Shobharam, also known as Raut Yadav, resided in the remote village of Arkar in Balod district, located about 50 km northeast of Balod. Despite facing poverty, Shobharam made a living through daily wages and cattle grazing. On 26 January 1895, Shobharam and his wife welcomed their son Ratna, who was later named Ramratan. Despite their financial struggles, Ramratan was raised in a happy environment. During this time, India was under British rule.
He received elementary education up to the fourth grade. Once of eligible age, he married Sukhum, but he developed a love for the nation and was inspired by the words of leaders who encouraged him to become a freedom fighter. The British atrocities further fuelled his desire to leave home and join the struggle for independence.
Leaving his young child with his mother, Ramratan, at the age of 35, actively participated in the freedom struggle in 1930, following the principles of patriotism and Mahatma Gandhi.

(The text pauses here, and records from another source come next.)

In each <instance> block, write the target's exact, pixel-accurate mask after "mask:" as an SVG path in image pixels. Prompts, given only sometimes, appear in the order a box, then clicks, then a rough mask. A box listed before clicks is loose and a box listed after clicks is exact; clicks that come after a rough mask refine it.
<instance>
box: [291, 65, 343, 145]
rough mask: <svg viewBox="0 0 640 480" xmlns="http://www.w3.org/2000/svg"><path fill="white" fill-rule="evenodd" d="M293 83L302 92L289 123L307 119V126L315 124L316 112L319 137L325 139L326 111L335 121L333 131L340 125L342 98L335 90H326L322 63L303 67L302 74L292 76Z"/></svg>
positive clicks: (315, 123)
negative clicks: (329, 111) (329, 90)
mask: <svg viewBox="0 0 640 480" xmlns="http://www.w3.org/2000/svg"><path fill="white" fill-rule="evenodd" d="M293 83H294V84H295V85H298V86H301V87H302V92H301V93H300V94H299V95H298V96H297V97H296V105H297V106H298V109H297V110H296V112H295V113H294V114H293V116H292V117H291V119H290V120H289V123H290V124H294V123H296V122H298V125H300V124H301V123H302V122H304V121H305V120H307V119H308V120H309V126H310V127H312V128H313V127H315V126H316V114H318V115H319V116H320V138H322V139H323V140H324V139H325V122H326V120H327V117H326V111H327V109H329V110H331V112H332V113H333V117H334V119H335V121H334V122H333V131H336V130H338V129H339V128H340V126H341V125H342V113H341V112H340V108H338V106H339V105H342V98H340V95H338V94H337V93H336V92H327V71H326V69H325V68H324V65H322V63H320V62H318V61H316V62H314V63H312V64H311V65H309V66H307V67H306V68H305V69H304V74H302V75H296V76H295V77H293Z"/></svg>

Due to limited transportation and communication, he was unable to send any messages to his family but devoted himself to serving the country as a freedom fighter. He actively participated in the Quit India Movement of 1942 as part of a group of freedom fighters, enduring imprisonment from 14 November 1942, until 19 April 1943 in Raipur Central Jail.
Ramratan passed away in 1985 at the age of 90, having received a freedom fighter pension during his lifetime. On 15 August 1997, during the 'Golden Jubilee' celebration of India's independence, the then Chief Minister Digvijay Singh honoured Ramratan posthumously with a commendation letter.